Ufa! Finalmente acabou! Nos últimos dias era este o único desejo da Mariana: chegar ao dia 25 à noite poder ter um momento de sossego, para si, para ver como corre a vida... E, oh, se correu!

Sentada à lareira, olhava de soslaio para o pequeno presépio montado a um canto da sala, abafado pelo portentoso pinheiro de plástico coberto de pirilampos.
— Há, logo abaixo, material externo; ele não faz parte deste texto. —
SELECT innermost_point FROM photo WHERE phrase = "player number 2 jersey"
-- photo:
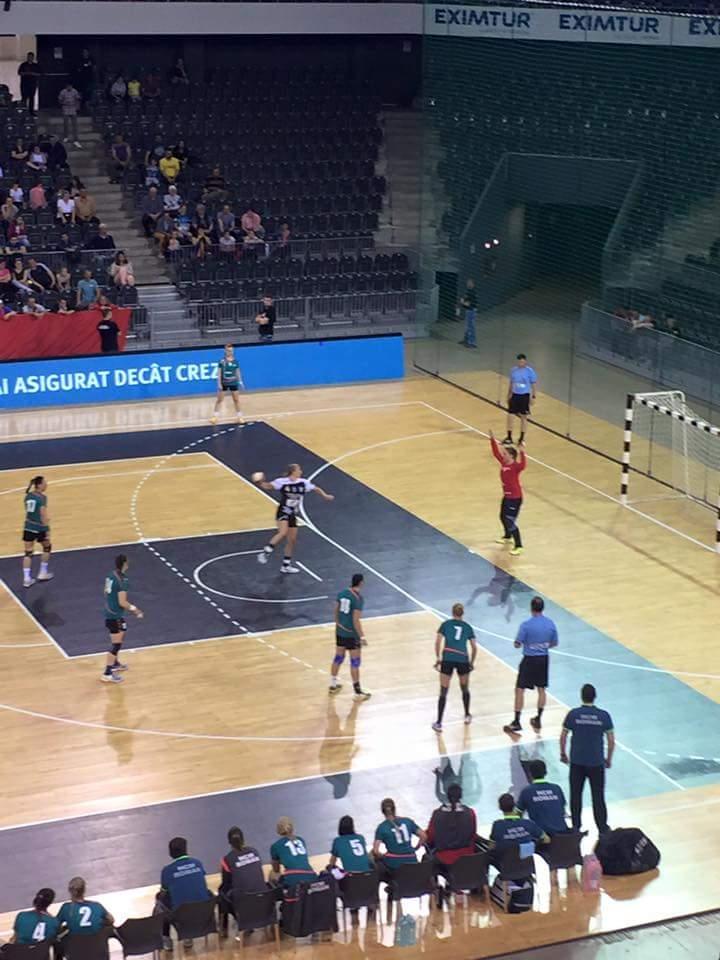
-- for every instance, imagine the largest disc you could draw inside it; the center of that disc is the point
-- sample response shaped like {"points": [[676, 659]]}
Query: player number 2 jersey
{"points": [[292, 492]]}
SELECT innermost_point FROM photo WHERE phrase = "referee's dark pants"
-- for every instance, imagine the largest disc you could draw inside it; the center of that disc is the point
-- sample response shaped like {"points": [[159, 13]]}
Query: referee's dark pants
{"points": [[596, 775], [509, 510]]}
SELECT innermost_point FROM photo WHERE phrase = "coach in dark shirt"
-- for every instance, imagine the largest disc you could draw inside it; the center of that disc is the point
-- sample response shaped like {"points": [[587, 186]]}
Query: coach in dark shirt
{"points": [[589, 726], [542, 801], [108, 330]]}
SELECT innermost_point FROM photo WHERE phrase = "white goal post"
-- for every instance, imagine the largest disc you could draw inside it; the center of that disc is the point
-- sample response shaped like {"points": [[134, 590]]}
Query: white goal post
{"points": [[671, 444]]}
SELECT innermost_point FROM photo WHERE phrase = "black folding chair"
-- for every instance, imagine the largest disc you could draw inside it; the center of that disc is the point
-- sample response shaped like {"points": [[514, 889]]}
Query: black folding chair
{"points": [[255, 910], [141, 935], [563, 851], [193, 921], [87, 946]]}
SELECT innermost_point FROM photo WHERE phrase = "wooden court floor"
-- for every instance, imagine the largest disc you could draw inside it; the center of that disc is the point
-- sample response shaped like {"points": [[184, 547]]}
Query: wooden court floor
{"points": [[643, 579]]}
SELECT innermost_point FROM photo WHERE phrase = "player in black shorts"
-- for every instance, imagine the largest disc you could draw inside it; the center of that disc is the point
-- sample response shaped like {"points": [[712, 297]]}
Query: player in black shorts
{"points": [[292, 488], [451, 654]]}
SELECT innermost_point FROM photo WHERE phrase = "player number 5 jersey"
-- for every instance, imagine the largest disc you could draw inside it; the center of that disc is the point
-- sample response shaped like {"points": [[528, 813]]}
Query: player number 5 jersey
{"points": [[292, 492]]}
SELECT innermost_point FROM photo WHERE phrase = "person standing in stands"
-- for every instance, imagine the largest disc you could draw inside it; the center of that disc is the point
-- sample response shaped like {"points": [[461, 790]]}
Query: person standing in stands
{"points": [[536, 636], [29, 74], [542, 801], [590, 727], [468, 304], [521, 394]]}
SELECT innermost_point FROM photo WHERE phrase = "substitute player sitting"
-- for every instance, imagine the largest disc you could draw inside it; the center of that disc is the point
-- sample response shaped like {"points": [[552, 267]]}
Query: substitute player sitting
{"points": [[292, 488], [229, 381], [116, 603], [451, 653], [36, 529], [349, 636]]}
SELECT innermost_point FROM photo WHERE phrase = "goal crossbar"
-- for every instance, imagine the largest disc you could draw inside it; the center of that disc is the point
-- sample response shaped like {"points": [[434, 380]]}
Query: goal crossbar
{"points": [[690, 421]]}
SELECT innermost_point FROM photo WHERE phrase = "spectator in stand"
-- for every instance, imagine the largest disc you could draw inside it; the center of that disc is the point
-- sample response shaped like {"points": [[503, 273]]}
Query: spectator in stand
{"points": [[178, 74], [152, 86], [19, 156], [70, 100], [57, 155], [85, 211], [134, 90], [157, 150], [215, 187], [227, 244], [17, 235], [102, 240], [152, 173], [120, 157], [87, 291], [152, 209], [36, 197], [265, 319], [34, 926], [29, 74], [37, 160], [85, 76], [169, 167], [41, 276], [34, 307], [65, 208], [118, 89], [226, 220], [109, 331], [121, 271], [172, 201], [251, 223]]}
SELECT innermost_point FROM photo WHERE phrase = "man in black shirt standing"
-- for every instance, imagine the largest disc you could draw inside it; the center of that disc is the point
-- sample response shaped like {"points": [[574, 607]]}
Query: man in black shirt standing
{"points": [[266, 320], [28, 71], [108, 330]]}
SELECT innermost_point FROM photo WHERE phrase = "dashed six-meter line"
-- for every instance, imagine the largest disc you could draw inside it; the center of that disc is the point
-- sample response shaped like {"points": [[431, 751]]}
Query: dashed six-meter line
{"points": [[198, 590]]}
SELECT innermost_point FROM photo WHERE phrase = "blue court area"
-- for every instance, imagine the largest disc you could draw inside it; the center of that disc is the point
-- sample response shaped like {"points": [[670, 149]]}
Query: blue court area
{"points": [[667, 730]]}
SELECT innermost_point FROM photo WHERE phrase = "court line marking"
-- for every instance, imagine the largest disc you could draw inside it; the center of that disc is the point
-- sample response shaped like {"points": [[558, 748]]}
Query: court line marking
{"points": [[199, 421], [35, 620], [435, 755], [104, 476], [582, 483], [232, 596], [437, 613]]}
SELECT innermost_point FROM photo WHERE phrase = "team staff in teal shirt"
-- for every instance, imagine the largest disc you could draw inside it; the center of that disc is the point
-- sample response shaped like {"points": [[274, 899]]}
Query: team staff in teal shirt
{"points": [[451, 654]]}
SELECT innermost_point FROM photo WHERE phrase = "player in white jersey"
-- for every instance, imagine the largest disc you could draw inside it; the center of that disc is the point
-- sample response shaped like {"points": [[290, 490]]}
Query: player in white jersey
{"points": [[292, 488]]}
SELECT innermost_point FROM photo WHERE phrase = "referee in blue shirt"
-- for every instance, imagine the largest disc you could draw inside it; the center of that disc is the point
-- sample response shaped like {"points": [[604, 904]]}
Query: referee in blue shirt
{"points": [[536, 636], [521, 393]]}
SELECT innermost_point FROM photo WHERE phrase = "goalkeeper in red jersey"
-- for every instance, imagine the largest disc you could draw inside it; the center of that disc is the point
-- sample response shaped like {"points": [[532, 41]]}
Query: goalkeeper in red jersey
{"points": [[512, 463]]}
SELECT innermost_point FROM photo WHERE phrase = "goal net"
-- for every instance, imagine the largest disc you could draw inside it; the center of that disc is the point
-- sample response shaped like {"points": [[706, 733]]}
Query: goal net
{"points": [[667, 441]]}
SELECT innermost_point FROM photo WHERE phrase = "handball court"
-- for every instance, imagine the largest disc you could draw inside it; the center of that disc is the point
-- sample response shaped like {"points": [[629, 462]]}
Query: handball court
{"points": [[227, 687]]}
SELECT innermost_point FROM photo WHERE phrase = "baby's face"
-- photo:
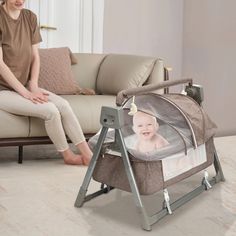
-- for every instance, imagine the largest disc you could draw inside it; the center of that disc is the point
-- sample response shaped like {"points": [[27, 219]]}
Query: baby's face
{"points": [[144, 125]]}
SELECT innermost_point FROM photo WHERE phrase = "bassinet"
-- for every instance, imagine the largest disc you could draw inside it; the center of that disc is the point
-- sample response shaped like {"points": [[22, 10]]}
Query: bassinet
{"points": [[120, 162]]}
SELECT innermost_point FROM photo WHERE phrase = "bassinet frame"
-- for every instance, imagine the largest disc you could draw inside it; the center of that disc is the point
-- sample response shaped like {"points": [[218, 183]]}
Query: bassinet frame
{"points": [[112, 118]]}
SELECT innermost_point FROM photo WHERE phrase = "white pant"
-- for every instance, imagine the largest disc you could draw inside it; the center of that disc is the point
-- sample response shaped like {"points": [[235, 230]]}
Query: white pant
{"points": [[58, 116]]}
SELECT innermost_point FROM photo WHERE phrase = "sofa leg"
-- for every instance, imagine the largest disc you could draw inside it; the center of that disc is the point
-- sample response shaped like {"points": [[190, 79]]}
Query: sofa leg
{"points": [[20, 155]]}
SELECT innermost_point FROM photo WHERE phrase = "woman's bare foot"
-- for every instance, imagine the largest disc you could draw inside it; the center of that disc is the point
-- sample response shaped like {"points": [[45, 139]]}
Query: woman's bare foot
{"points": [[72, 159], [86, 160]]}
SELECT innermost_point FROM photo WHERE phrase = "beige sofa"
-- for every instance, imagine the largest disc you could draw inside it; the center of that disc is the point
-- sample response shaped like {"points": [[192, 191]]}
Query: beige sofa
{"points": [[107, 75]]}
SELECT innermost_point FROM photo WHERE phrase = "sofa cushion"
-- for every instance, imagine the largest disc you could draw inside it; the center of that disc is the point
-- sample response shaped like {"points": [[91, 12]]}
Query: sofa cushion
{"points": [[86, 70], [119, 72], [13, 126], [55, 71], [86, 108]]}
Com a mão direita, ia embalando o berço do seu mais recente rebento, a Renata, e recordava os anos infantis onde tudo tinha um outro sabor.
Os restos de fitas e papéis que embrulharam presentes para a família, eram o epílogo dum filme cujo enredo se resumia ao corrupio que era percorrer as lojas da vila à procura de carrinhos para os sobrinhos, bonecas para as sobrinhas, bombons para as primas e primos, garrafas de bebidas mais ou menos generosas para todos os outros. Vá lá, que o seu filho mais velho tinha recebido um pouco mais de atenção; enquanto atravessava a 'grande superfície', ia anotando na memória as suas preferências, para depois escolher uma. Talvez uma consola o consolasse nesse seu desejo de ter mais uma prenda nova.
Numa pequena mesa à sua frente, espalhavam-se postais. Todas as cores. Todos os feitios. Alguns, de pessoas com quem privava mais de perto. Outros, grande parte, de firmas e empresas de que já nem se lembrava. Algures, uma base de dados contava com a Mariana. Fazia-a pensar num mundo virtual onde
as pessoas se lembram realmente umas das outras...

Ultimamente a vida correu ainda mais depressa. Mais sem tempo. A tolerância
zero na obrigatoriedade de embrulhar sempre mais qualquer coisa tinha-a
deixado à beira de um ataque de sensação de vazio. Afinal, de que tinha
valido tudo aquilo?

O marido estava a milhas. O cansaço pesou-lhe nos olhos e não se conteve. O
André já estava na cama a sonhar com a inveja dos amigos pelo seu novo
presente. A Renata, indiferente a tudo, dormia confortável e segura. O
presépio lá continuava ao canto da sala esquecido... Acabou, também,
Mariana, por adormecer.

Os anos foram passando, assim como os natais. Todos da mesma maneira, todos
com tradições e contradições. Num desses anos, já a Renata era dona de uma
empresa que o pai tinha levantado do nada. Dele herdou, não só a firma, como
também a ânsia de querer sempre mais e melhor, nem que isso custasse um
pouquinho de si ou dos outros.

Do irmão, André, não tinha notícias há já muitos anos, desde o dia em que
houvera uma violenta discussão em casa, não se lembra bem porquê. O sucesso
da Renata deu ainda mais intensidade que os anos às rugas da testa. Fria,
calculista, conseguia medir como mais ninguém os passos que dava. Os lucros
que engordavam as suas contas bancárias e que lhe permitiam a entrada de
caras em círculos restritos eram a recompensa justa pelo esforço de toda uma
vida.

Mais ainda do que a sua mãe, todos os natais arquivava os postais enviados.
Curiosamente, nem um dos seus amigos de infância. Curiosamente, apenas um
dos seus muitos empregados. Coincidência, seria àquele que na semana
seguinte daria a boa notícia de uma tão desejada promoção.

Numa das noites da quadra, Renata atravessava as ruas da cidade com um saco
de presentes em cada mão. O seu passo dizia que era mulher de muitas
pressas, sem tempo para o que quer que fosse. Por pouco não tropeçava num
cartão do meio da rua. Raios, não tinham mais onde o pôr!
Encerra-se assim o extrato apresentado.